Database crash in regular intervals - mysqld got signal 11

Hello,

we are testing Percona Server for Mysql 8.0.33-25 on Debian 11.7 (installed from repository). We are getting error mysqld got signal 11 followed by database crash in regular intervals. We have tested Percona Server and Percona Xtradb cluster and error is present on both in versions 8.0.22 and later. Version 8.0.21 runs without an error. We have also tested our code with no problem on Percona Server and XtraDB Cluster 5.7.X

The crash is caused by our JAVA applications that send the data into the database with simple insert/update/delete operations – but these operations trigger database triggers.
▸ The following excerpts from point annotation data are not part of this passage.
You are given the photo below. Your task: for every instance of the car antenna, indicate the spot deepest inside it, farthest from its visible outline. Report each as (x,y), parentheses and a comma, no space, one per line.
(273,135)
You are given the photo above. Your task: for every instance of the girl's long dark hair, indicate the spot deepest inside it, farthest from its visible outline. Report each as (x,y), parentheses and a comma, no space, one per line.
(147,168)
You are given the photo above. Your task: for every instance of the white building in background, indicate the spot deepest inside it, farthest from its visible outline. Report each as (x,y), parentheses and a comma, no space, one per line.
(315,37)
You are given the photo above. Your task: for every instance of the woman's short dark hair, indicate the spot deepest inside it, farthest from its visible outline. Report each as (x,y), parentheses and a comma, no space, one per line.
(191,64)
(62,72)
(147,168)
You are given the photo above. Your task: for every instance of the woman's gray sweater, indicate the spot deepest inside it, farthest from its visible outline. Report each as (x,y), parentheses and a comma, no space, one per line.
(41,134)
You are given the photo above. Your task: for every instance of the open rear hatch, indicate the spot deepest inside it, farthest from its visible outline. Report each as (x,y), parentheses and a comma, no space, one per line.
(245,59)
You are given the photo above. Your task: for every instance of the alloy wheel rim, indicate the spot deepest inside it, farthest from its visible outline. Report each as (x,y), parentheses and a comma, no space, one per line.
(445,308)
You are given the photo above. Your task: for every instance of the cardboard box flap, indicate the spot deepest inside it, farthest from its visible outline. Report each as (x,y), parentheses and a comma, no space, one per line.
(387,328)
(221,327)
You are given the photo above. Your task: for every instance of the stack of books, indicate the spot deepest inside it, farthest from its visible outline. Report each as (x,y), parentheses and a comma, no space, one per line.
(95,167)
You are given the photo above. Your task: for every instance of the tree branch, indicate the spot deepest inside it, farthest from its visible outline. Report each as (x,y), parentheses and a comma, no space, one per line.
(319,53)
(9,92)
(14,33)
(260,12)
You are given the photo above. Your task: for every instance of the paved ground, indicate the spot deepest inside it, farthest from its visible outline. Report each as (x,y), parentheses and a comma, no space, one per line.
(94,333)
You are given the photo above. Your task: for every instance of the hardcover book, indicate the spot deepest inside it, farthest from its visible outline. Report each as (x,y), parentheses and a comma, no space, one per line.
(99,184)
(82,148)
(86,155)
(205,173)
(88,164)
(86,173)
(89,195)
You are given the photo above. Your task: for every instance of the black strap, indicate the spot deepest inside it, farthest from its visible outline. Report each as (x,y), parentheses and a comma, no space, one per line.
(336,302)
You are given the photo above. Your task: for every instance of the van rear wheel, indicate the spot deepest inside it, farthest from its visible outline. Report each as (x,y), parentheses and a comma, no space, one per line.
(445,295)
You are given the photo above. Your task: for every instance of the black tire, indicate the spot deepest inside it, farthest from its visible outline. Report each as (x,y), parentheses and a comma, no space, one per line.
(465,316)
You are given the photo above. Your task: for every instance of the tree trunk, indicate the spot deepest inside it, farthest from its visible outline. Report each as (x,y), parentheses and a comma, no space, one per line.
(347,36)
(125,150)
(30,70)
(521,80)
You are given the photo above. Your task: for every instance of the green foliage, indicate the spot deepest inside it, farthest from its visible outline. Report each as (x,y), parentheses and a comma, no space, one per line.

The database crash repeats regularly – for example every 4 minutes. Java parameter maxLifetime in our client applications seems to be somehow related to these database crashes - in case we decrease Java parameter maxLifetime also period of database crashes decrease.

Can someone help us debug backtrace of this error? Is it a database bug? Can we somehow optimize database configuration on our side to prevent database crashes?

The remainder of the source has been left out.